Monday, July 20, 2009

Should the rich finance healthcare reform?

Bill Gale of Brookings:

Choosing to finance health care reform by taxing the rich is bad economic policy, bad health policy, bad budget policy and poor leadership.

It is bad economic policy because, coupled with the scheduled expiration of the Bush tax cuts, it would raise marginal tax rates by 10 percentage points for high-income households. While I object to the general hue and cry that occurs anytime anyone discusses any potential tax increase for the rich, it is nevertheless quite fair to say that a 10 percentage point increase in taxation on the return to labor and capital income is a lot and shouldn’t be the first choice. (But please spare me the small business arguments.)

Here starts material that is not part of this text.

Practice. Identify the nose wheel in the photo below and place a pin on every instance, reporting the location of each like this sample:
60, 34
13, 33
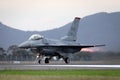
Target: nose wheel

It is bad health policy because we need to fix the structural problems in health care in order to cut costs and be able to expand coverage. One of the biggest structural problems is the non-taxation of employer-provided health care. Fixing that – converting it to a refundable fixed credit a la Furman and McCain – would not only raise a lot of money, it would improve incentives for health care. Taxing the rich does not address this issue at all – it may raise the same amount of revenue but it does not address the incentive problem that arises from nontaxation of employer provided health care.

It is bad budget policy because we are using up one of our options on the revenue side not to cut the deficit but to finance new spending. We need to save our powder for deficit reduction activities – use the change in tax treatment of employer sponsored health care to finance health care and use general revenue increases to finance general deficit reductions.

It is poor leadership because it furthers the myth that we can solve our fiscal problems by taxing “other” people or with gimmick taxes. It has been said many times already and will be said many times again: we are going to need broad based tax increases and spending cuts to bring the fiscal house into order and the more politicians continue to act as if we can just foist the financing on a small group (be it rich people or foreign corporations or obese people or people who drink soda, etc.) the worse are our prospects for solving the problems.

Jeff Frankel of Harvard's Kennedy School (and a veteran of the Clinton CEA) agrees:
a clearly more efficient way of getting the necessary revenue would be to eliminate employers' tax exemption for health care benefits, at least for upper income workers, as proposed by Furman, McCain and others. And another would be auctioning off most emission permits rather than giving most of them away, at least after the first five years or so. It is just another case of good economics getting steamrollered by politics.
I highlight these comments because they both come from well respected, slightly left-of-center, mainstream economists, which only goes to show how far leftward congressional healthcare reform efforts have drifted.